Building lessons on free websites . . . or creating children’s books.

One of my favorite "wow" lesson plans uses the website gapminder.com. It presents a variety of data in clear visualizations that let students play with historical statistics. It has huge limitations when studying history. Still, I use it as part of a lesson on quantitative history and the importance visualizing big numbers.

Last week one of the key data sets failed to load (Income per person). The gapminder people corrected the failure in 8 hours, but then the website broke again. Students howled. I howled on the "Report a problem" section of the website. In the end I pushed the due date for their assignment back one day. Nothing ground breaking about the pedagogy or our response to a common problem, yet something worth considering when building from open web resources.

In contrast, for my MN History students, I asked them to write a historical fiction children's book based on 4 chapters in our textbook. One of the learning objectives for the class is to demonstrate the ability to write different genres of history. A full short-story would take too much time, both to teach and to create, but the basics of historical fiction can be taught with children's lit (sources, plot, narrative arc, critical deployment of the suspension of disbelief, historical accuracy). And the final products are just fantastic. Granted, some spend more time on the art than the sourcing, but this low tech assignment forces students to grapple with how to tell a story about the past that even my best digital history assignment don't yet.

So, this week is a contrast in pixels and paper.

On the inelegance of the LMS and the tech world’s response.

My not-so-new though: much of the software we use in college is needlessly complex and inelegant.

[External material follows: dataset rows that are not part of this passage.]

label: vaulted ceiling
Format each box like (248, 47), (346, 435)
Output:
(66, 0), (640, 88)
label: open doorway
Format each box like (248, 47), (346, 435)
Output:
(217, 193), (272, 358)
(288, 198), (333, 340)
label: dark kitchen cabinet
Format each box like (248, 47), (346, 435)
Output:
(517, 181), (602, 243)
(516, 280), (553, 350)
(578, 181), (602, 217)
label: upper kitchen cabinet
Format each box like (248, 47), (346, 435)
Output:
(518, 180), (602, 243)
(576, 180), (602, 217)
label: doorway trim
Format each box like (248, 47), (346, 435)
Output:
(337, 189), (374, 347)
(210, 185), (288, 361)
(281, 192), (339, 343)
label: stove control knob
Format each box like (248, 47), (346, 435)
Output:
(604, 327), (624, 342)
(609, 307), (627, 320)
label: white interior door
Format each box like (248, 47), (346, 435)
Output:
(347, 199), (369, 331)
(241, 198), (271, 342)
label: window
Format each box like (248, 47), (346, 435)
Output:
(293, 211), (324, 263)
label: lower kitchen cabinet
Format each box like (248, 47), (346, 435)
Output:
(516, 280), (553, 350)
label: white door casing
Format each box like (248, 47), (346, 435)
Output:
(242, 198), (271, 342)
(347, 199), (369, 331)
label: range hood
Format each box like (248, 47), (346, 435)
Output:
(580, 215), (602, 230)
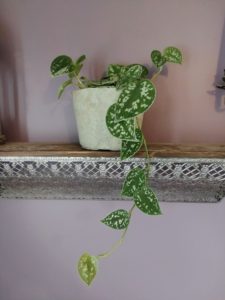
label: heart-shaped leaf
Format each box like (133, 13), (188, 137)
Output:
(116, 79), (156, 121)
(125, 65), (143, 79)
(121, 167), (146, 197)
(134, 186), (161, 215)
(50, 55), (73, 77)
(128, 64), (148, 78)
(107, 64), (126, 77)
(151, 50), (166, 68)
(101, 209), (130, 229)
(106, 103), (136, 141)
(120, 128), (143, 160)
(163, 47), (183, 64)
(77, 253), (98, 285)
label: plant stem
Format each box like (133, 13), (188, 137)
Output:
(143, 137), (151, 180)
(97, 204), (135, 258)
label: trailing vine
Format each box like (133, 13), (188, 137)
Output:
(50, 47), (182, 285)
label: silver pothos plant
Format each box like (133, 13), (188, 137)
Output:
(50, 47), (182, 285)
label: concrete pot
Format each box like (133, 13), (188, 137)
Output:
(73, 87), (121, 150)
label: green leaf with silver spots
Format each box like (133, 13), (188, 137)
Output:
(128, 64), (148, 78)
(116, 79), (156, 121)
(101, 209), (130, 230)
(106, 103), (136, 141)
(151, 50), (167, 68)
(134, 186), (161, 215)
(78, 253), (98, 285)
(163, 47), (183, 64)
(50, 55), (73, 77)
(125, 65), (143, 80)
(120, 128), (143, 160)
(107, 64), (126, 77)
(121, 167), (146, 197)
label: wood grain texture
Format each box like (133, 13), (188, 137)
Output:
(0, 143), (225, 158)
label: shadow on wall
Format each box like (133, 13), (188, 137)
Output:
(0, 19), (27, 142)
(212, 16), (225, 112)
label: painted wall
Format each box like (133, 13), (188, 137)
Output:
(0, 0), (225, 300)
(0, 0), (225, 143)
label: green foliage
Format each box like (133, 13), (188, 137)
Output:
(151, 50), (166, 68)
(116, 79), (156, 121)
(77, 253), (98, 285)
(102, 209), (130, 229)
(50, 47), (182, 285)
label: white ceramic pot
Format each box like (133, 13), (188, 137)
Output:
(73, 87), (121, 150)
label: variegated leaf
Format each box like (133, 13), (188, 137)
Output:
(101, 209), (130, 230)
(50, 55), (73, 77)
(121, 167), (146, 197)
(107, 64), (126, 77)
(134, 186), (161, 215)
(106, 103), (136, 141)
(163, 47), (183, 64)
(126, 65), (143, 79)
(128, 64), (148, 78)
(116, 79), (156, 121)
(78, 253), (98, 285)
(151, 50), (166, 68)
(120, 128), (143, 160)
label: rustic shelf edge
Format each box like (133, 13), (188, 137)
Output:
(0, 143), (225, 202)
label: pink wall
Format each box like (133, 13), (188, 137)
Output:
(0, 0), (225, 300)
(0, 0), (225, 143)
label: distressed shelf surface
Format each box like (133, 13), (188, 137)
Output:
(0, 143), (225, 202)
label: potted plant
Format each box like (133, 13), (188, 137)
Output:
(50, 47), (182, 285)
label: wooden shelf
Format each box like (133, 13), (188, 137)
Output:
(0, 143), (225, 202)
(0, 143), (225, 158)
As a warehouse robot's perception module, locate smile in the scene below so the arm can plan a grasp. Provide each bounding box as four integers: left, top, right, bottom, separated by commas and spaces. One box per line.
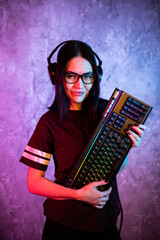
72, 92, 84, 97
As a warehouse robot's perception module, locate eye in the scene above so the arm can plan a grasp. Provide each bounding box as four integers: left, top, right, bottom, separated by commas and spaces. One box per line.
66, 73, 76, 79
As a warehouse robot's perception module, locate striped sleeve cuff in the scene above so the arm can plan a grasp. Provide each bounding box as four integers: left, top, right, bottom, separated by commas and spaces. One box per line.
20, 146, 51, 171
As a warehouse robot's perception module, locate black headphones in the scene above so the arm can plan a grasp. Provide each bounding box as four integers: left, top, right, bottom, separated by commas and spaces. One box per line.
47, 40, 103, 85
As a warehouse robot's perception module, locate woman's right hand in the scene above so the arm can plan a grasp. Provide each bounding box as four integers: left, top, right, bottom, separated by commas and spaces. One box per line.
77, 180, 112, 209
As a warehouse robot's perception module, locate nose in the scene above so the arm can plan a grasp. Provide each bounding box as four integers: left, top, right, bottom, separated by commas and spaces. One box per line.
75, 77, 84, 88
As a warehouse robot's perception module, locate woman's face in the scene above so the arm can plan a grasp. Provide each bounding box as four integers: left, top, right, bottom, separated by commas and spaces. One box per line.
63, 56, 93, 110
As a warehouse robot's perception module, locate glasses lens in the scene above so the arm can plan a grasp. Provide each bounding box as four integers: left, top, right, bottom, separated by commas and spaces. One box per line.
83, 73, 95, 84
65, 73, 78, 83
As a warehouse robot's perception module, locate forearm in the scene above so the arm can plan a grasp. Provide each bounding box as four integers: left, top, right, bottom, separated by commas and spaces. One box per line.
119, 155, 128, 172
27, 169, 77, 200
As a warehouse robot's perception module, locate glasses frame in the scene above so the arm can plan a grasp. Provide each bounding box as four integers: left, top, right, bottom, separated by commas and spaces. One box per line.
64, 71, 96, 85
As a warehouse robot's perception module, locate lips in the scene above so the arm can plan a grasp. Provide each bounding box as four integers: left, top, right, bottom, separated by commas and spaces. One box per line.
72, 92, 84, 97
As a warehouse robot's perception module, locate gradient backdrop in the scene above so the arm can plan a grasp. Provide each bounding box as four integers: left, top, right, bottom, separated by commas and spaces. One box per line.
0, 0, 160, 240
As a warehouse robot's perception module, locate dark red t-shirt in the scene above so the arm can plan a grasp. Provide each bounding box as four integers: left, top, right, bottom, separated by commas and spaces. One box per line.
20, 100, 119, 231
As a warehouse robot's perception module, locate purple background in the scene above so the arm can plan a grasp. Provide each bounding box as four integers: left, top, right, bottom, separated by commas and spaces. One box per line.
0, 0, 160, 240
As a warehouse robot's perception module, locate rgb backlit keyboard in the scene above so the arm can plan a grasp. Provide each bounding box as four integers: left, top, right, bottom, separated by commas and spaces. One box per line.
65, 88, 152, 191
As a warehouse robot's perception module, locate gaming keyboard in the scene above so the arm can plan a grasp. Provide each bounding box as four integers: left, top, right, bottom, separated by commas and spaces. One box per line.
65, 88, 152, 191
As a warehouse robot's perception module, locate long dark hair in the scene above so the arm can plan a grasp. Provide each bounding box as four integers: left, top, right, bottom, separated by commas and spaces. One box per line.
49, 41, 100, 121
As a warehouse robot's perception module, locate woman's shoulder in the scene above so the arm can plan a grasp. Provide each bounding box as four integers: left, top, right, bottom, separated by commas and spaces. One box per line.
39, 110, 58, 124
98, 98, 109, 114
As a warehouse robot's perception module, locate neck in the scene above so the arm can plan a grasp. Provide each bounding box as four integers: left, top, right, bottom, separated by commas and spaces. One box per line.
69, 103, 82, 111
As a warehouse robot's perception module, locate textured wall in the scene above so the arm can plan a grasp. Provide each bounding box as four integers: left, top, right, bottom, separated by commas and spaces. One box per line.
0, 0, 160, 240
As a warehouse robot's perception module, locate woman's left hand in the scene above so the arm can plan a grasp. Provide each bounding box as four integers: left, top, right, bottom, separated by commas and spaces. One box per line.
127, 124, 146, 147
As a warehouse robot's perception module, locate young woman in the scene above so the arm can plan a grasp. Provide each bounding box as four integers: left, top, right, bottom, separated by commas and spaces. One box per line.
20, 41, 145, 240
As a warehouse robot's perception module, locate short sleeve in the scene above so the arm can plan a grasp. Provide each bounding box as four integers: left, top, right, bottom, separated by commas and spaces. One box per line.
20, 115, 53, 171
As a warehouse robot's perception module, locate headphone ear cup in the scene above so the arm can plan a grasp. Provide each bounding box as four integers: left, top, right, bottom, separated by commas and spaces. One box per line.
48, 62, 57, 85
97, 65, 103, 81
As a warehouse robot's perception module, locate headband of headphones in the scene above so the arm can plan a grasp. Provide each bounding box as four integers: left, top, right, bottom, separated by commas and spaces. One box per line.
47, 40, 103, 85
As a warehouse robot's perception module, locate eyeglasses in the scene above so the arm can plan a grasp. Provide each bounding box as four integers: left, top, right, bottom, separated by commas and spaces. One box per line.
64, 72, 96, 84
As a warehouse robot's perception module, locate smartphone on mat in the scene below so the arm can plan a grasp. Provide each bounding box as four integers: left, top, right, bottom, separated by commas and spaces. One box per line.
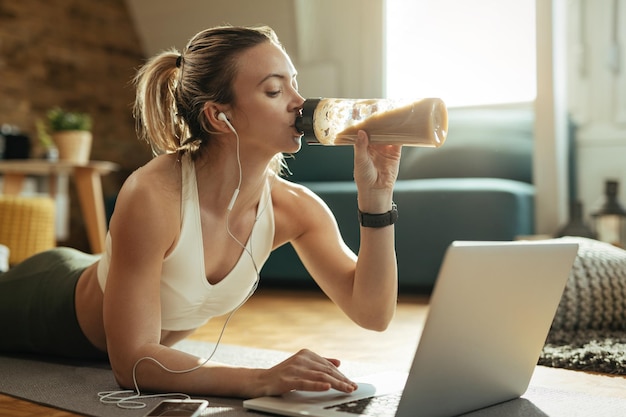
145, 399, 209, 417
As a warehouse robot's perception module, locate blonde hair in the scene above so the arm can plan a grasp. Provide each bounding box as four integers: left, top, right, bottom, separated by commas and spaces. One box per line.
133, 26, 285, 172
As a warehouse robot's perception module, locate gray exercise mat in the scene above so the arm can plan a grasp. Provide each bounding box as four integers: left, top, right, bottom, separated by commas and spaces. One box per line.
0, 341, 626, 417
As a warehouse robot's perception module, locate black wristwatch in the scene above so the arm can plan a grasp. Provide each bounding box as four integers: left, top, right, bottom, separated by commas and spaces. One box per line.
358, 203, 398, 227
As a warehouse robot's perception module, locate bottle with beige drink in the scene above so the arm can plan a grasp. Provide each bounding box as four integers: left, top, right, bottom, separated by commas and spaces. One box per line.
296, 98, 448, 148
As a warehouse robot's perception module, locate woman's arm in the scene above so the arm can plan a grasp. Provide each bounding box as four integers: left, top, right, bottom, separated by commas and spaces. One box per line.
277, 131, 400, 331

We've seen this progression in text editing, with MS Word evolving from a more writerly program to a behemoth publishing giant that requires four clicks to do anything and at least 27 inches of screen real estate to be functional. Fed up with the rococo features of Word, writers increasingly turn to simpler apps, such as FocusWriter, WriteRoom, evan nvALT (which is a text editor), to just write.

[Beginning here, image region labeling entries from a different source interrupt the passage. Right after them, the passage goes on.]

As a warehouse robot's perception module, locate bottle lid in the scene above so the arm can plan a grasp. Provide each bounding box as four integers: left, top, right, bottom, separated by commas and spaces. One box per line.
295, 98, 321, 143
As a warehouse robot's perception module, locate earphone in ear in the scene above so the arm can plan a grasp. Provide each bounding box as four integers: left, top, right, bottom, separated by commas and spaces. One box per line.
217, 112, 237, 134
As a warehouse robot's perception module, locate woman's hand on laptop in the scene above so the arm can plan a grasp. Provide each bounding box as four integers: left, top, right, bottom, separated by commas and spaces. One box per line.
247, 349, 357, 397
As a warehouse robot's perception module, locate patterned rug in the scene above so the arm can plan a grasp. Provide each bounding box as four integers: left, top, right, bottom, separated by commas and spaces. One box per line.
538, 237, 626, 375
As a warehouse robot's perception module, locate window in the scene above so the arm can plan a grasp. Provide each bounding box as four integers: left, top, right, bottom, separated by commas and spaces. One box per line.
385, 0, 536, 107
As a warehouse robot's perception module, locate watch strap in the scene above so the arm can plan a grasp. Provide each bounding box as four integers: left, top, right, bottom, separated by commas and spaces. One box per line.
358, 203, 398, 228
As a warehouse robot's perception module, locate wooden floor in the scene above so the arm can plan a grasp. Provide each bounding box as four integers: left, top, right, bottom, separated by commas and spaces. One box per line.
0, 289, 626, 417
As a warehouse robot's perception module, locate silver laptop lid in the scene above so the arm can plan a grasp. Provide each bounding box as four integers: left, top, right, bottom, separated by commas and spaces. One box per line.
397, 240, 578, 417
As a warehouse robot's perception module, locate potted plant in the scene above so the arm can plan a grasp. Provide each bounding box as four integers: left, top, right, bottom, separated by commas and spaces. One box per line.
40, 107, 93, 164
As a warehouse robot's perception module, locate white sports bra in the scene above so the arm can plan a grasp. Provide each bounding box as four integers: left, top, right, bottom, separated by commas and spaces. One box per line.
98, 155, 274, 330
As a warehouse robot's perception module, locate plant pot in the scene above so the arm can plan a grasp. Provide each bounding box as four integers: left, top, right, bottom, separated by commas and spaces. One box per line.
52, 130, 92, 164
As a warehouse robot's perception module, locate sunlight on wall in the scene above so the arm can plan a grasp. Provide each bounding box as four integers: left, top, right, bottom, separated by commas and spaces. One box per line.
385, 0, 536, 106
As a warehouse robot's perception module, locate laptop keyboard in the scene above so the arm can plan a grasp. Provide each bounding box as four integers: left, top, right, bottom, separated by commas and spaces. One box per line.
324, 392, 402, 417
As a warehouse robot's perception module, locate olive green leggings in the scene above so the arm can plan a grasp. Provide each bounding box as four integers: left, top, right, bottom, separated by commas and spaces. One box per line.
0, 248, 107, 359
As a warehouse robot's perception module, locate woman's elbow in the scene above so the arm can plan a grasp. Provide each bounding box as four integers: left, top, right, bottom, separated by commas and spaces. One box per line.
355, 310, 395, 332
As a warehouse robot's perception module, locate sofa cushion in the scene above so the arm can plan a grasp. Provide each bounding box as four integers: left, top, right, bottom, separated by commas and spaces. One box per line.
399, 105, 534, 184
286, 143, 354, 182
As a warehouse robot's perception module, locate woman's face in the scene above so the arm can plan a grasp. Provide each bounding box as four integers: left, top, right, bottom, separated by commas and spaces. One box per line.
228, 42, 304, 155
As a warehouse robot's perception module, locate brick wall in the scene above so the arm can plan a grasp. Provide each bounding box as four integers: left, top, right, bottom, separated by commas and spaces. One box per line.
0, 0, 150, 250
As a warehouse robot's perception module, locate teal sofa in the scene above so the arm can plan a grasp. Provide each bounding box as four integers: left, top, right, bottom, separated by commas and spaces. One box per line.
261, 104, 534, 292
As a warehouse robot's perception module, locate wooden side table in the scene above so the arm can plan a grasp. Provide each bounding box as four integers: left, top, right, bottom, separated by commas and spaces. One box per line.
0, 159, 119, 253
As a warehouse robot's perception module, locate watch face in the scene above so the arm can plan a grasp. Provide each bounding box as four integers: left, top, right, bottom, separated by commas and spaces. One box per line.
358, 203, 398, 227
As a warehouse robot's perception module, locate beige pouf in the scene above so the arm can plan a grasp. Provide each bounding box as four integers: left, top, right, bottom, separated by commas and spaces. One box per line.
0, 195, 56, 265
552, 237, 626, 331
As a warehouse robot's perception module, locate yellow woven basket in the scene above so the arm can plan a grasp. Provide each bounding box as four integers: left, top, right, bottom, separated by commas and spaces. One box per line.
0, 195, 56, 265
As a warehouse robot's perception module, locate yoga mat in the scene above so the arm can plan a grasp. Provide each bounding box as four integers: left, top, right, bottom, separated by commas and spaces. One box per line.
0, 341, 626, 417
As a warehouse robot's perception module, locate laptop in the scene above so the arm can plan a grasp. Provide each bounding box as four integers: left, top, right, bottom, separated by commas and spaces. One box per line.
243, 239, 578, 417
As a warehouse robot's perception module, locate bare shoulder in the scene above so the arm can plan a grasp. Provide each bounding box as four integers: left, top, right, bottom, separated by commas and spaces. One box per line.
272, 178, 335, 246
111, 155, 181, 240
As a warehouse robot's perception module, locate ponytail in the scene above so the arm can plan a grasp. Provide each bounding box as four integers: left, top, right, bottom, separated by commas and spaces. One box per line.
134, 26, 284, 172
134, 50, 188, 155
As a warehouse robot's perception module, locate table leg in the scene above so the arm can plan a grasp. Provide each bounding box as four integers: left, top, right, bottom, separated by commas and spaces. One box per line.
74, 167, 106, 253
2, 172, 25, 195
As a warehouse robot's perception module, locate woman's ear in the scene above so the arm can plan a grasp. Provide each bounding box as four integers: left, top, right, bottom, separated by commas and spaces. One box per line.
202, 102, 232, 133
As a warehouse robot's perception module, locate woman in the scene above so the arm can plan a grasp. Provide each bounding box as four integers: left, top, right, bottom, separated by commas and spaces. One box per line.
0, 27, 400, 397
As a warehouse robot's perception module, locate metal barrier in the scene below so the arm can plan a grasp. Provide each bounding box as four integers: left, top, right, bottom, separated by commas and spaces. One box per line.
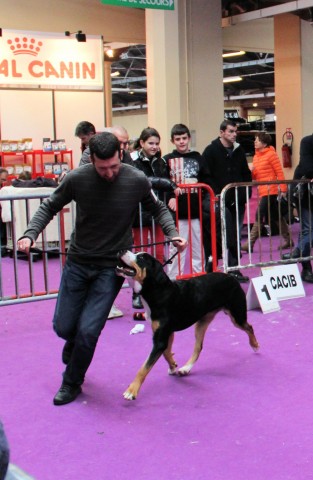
0, 179, 313, 306
0, 184, 217, 306
0, 189, 74, 306
220, 179, 313, 272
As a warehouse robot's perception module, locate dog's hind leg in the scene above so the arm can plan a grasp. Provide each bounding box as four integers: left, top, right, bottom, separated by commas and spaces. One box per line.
163, 333, 177, 375
225, 310, 260, 352
178, 312, 216, 376
123, 327, 171, 400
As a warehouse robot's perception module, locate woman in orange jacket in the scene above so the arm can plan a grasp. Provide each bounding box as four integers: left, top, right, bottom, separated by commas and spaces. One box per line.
241, 132, 293, 252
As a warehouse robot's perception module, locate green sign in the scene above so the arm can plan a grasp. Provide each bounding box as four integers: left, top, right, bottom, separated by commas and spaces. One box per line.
101, 0, 174, 10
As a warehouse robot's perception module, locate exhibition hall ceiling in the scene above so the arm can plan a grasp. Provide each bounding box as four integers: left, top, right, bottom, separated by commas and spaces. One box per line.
105, 0, 313, 111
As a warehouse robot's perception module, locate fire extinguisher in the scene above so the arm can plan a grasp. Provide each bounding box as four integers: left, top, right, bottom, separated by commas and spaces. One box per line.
281, 128, 293, 168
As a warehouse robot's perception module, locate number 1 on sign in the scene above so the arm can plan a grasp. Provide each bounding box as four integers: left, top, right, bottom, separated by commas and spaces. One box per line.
247, 276, 280, 313
261, 285, 271, 302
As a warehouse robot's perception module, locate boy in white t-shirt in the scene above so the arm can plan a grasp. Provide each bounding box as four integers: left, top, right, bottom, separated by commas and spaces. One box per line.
158, 124, 209, 280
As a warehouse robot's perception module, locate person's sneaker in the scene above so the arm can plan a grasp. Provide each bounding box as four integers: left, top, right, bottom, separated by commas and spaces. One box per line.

Similarly, I've decided that the feature creep of my college's LMS has moved beyond baroque to rococo, especially linking and collecting information. When I want to link in most WYSIWYG editors, I hit control + K and it links whatever text I've highlighted. In D2L, I need two additional steps to do the same thing. When I want to collect information from students, say on a midterm student evaluation, I need to use quizzes or self-assessments, and then run a report. Set up for both quizzes and self-assessments is straightforward, but not simple. And the reporting system is Byzantine (sorry Constantinople). In contrast, I can throw together an easy google forms response in half the time it takes in D2L, and the form will auto-generate a spreadsheet of the responses.

We've come through Web 1.0 (the renaissance)  and Web 2.0 (the baroque and rococo of software and user interface design). I'm hopeful for selfish reasons and for the sake of our students we're coming to Web 3.0 design: essential function without adornment- Bahausian design mixed with the Prairie school, perhaps?